Now the BBC takes a dive for ‘sexing up’ Iraq reports

February 9, 2004

Last month’s bloodshed at the British Broadcasting Corporation marks the second time since June, when The New York Times’ top two editors stepped down, that the leadership of one of the world’s most respected news organizations was forced out because of misdeeds by its journalists.

In one of the BBC’s most public embarrassments in its 82-year history, the state-chartered broadcaster’s chairman and director-general (editor-in-chief) resigned under fire. They quit soon after the release Jan. 28 of a scathing report by a senior judge, Lord Hutton. He had been assigned to investigate the suicide last summer of a government weapons expert named David Kelly.

The hapless Kelly had been pushed into a political lava flow after he was fingered as the source for a sensational BBC broadcast last May. That broadcast accused political operatives of British Prime Minister Tony Blair of improperly altering a key September 2002 assessment by British intelligence of Iraq’s strategic arms.

The alterations not only puffed up the intelligence dossier to bolster the case that Iraq was a trigger-pull away from unleashing massively destructive weapons on the world. According to the BBC broadcast, the changes also represented a deliberate deceit, since the people revising the report ”probably knew” that key elements weren’t true.

‘Defective’ controls

Hutton concluded that the allegation of lying was unfounded. The dossier was indeed tarted up by political operatives, he found, but there was no good evidence that they strayed beyond putting the best light they could on what they believed to be true.

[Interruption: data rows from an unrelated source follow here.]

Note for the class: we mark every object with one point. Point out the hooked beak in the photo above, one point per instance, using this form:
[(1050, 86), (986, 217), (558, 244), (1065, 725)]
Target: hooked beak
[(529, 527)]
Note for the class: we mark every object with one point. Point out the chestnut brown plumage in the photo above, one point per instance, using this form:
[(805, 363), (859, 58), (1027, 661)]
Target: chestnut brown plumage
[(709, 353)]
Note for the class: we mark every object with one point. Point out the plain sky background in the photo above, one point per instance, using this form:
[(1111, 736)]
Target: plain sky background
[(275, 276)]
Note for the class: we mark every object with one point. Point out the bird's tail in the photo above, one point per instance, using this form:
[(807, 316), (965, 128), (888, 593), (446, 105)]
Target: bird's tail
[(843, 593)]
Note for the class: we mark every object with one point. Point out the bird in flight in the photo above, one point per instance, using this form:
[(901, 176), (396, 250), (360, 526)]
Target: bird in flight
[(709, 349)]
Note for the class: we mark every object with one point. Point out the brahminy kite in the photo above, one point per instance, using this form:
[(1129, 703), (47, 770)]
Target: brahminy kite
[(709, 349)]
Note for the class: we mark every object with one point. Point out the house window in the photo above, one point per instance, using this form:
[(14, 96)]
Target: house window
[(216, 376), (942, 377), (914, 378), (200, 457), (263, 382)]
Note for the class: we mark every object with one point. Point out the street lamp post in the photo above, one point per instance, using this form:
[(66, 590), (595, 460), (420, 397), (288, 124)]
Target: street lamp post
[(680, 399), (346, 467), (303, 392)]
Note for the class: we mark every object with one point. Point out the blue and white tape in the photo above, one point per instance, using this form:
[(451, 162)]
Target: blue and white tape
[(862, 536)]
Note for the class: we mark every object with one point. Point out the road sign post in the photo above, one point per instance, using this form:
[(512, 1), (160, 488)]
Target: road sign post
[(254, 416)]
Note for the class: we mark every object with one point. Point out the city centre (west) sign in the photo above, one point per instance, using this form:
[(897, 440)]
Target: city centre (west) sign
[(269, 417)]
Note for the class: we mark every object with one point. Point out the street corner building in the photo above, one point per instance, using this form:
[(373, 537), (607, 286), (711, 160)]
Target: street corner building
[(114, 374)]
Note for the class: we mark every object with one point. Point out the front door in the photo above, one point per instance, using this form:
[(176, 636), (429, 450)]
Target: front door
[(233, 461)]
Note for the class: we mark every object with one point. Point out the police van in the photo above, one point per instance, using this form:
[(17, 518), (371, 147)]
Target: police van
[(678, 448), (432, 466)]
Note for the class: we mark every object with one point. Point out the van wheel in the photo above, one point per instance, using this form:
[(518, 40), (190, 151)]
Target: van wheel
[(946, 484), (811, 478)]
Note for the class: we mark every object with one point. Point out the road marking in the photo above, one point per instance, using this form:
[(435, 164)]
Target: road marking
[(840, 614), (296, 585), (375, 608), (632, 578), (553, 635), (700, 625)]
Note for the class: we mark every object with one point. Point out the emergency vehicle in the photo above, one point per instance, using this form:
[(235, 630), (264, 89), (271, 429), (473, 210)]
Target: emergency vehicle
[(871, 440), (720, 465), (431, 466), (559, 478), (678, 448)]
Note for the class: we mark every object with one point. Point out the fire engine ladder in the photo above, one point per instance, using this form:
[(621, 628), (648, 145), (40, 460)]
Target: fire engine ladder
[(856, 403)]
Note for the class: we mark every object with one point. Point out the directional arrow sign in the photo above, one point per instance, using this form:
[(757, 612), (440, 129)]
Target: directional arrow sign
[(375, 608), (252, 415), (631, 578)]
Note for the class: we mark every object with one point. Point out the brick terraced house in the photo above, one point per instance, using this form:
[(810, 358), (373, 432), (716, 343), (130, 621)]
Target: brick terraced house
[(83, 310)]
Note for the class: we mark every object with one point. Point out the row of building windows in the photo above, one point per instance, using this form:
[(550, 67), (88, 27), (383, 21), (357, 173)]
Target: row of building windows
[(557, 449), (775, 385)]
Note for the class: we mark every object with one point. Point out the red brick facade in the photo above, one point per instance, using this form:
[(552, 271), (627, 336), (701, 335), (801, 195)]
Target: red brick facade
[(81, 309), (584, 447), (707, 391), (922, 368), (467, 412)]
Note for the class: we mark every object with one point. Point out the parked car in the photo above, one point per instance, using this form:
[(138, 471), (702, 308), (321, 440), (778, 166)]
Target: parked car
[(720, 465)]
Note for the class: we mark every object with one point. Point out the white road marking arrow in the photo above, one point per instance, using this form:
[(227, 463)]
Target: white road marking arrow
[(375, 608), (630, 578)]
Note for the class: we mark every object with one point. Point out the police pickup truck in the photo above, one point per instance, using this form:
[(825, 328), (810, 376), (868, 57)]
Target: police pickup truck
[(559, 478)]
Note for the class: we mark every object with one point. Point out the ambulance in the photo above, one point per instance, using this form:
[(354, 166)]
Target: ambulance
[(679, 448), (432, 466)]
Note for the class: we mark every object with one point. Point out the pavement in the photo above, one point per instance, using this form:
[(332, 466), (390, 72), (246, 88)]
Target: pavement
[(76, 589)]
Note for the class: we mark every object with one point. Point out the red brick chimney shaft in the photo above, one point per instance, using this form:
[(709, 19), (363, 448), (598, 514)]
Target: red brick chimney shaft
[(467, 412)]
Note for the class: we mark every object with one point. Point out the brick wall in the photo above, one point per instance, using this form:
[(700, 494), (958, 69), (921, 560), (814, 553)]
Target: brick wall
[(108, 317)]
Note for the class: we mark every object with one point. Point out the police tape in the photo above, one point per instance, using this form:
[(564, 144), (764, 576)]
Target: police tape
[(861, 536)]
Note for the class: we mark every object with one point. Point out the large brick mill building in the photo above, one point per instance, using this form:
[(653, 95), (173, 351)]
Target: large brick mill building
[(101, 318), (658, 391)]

Instead, Hutton assailed the BBC’s editorial controls as ”defective” and castigated the broadcaster for sloppy work.

In the aftermath, the BBC’s two highest officials fell on their swords, followed by the reporter on the May broadcast.

What’s baffling about the BBC crisis is that, on balance, the report that provoked it was essentially correct:

Yes, the September 2002 dossier did undergo editorial revisions at the hands of political operatives.

Yes, the purpose of those revisions was to toughen — or as the BBC put it, ”sex up” — the report’s conclusions that Saddam Hussein had battle-ready chemical and biological weapons that he was prepared to let fly.

Yes, a presumably honest intelligence assessment was released publicly only after it had been spiced and diced in a political Cuisinart by partisan flacks who aimed to cook up consent for a war.

And Blair relied on that dossier to assert that the threat to international peace was urgent and that Iraq could fire off its terrible weaponry within 45 minutes. So in March 2003, Britain joined the U.S. invasion force.

Still, even if the BBC’s disputed report was more accurate than the intelligence dossier it savaged, it doesn’t mean that the network’s conduct was above reproach.

The damaging broadcast consisted of an unscripted conversation between the anchor of the 6 a.m. Today program and defense correspondent Andrew Gilligan. Nobody had reviewed or edited Gilligan’s comments.

He based them on a week-old conversation with weapons expert Kelly. Gilligan later could produce no notes. Despite vigorous protests from Blair’s people, the BBC refused to reexamine his allegations, which Kelly would not confirm.

In short, the BBC was just as heedless and just as arrogant as the politicos who were the targets of the broadcast. The broadcaster’s new regime, it is suggested, had been trying to rejuvenate The Beeb with injections of the go-go scoop-madness that, in Britain, is associated with the upstart commercial networks (where both Gilligan and the deposed director-general cut their teeth.)

Commentators describe an odd infusion of headstrong tabloid reportage into a fusty old institution that confuses its authority with infallibility. Nevertheless it all seems, as the British would say, small beer when compared with a war justified by falsehoods — and led by politicians who, unlike their accusers, have kept their jobs.

The journalistic misconduct in the BBC affair, like that of The New York Times in the Jayson Blair plagiarism scandal, doesn’t seem grave enough to warrant a leadership purge. In both cases, the severity of the response suggests wider problems of management and mission — and perhaps stiff resistance to leaders with plans to change powerful and self-satisfied institutions.

The tragedy is that the misdemeanors of the BBC’s journalists drew the inquisitional focus away from the felonies of the politicians. Those are what the good lord should have been investigating.